そんな声はマナらしくなくて、私はもう一度強く抱きしめる。
「あたしも、ずっと一緒にいたい…大好きだから」
その言葉に、私の胸が強く打つ。
それは、私も同じ気持ちを持っているから。
私もマナの耳元に唇を寄せてささやく。
「私も…マナのことが大好きなの…ずっと、ずっと、好きだった」
嬉しさに少し涙声。
マナはもう一度私の耳元でささやいた。
「あたしも、大好き…六花…これからも、ずっと、ずっと、六花のこと…」
マナの言葉はそこで途切れる。
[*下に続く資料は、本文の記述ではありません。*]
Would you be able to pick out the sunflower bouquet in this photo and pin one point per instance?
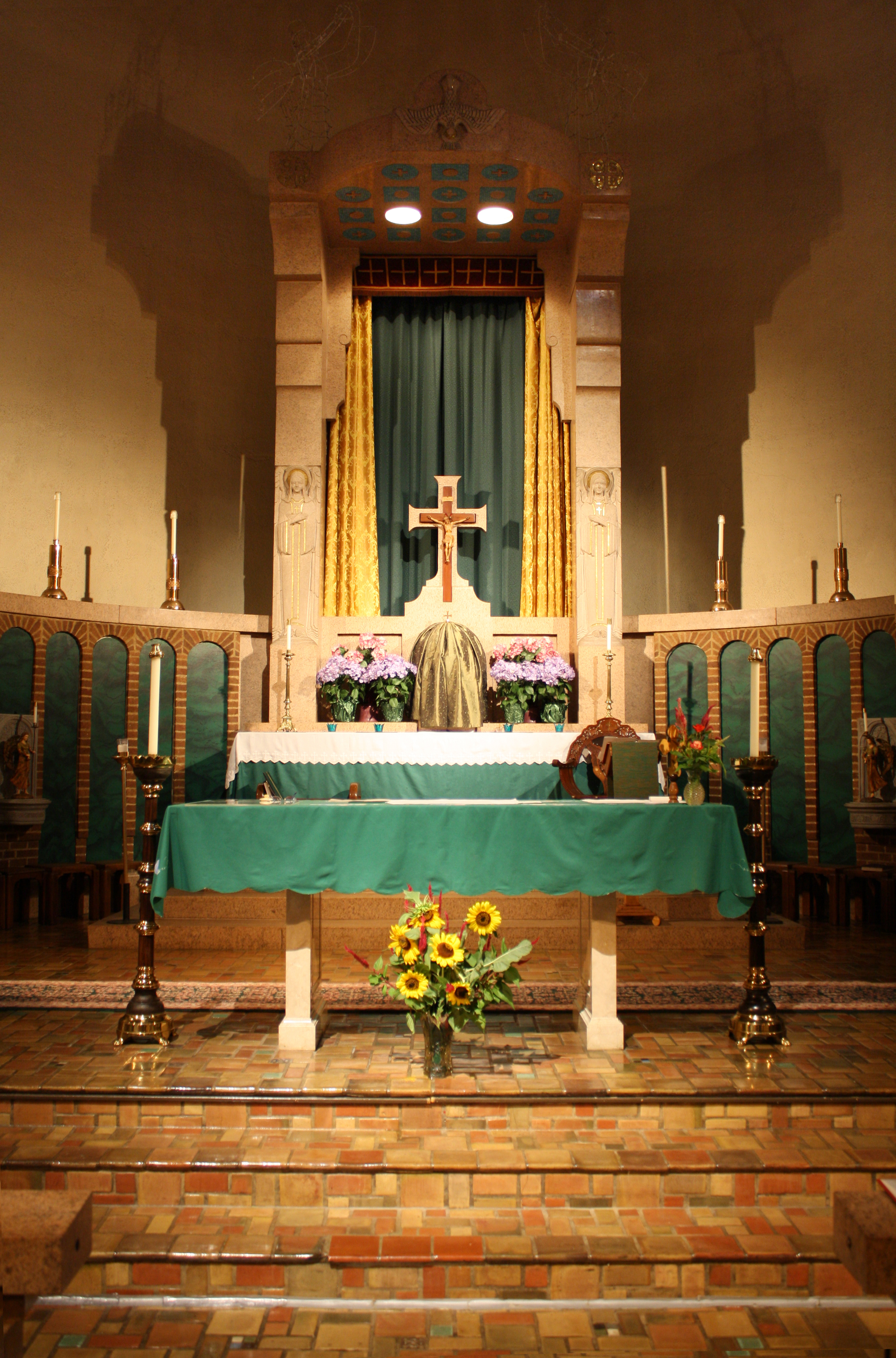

と、その代わりに私の耳に口づけする。
思わずくすぐったくて声が出そうになるけど、マナはそのまま私の頬、そして、唇へとキスを繰り返す。
初めてのその感覚に私のドキドキは止まらない。
でも、くすぐったいけれど、マナだから、私の大好きなマナだから、抵抗しようとは思わなかった。
沢山のキスを受けて、私はとても幸せを感じていた。
「六花……愛してる」
「うん、私も…」
私のささやく言葉が唇でふさがれると同時、マナの手が私の胸の上を滑ってゆく。
私は一瞬緊張したけど、すぐに力をほどくと、マナの愛撫への答えを伝えるように、自分から唇を重ねた。
下の鳩時計が2時を告げる。
その音を聞いたら、いつもならもう寝なくては、そう思うのだけど、今日は違う。
私に重なる、マナの体の暖かさに、
私をたどる、マナの指の優しさに、
ずっと、身を任せていた。
この時間が永遠に続けばいいのに、そう思いながら。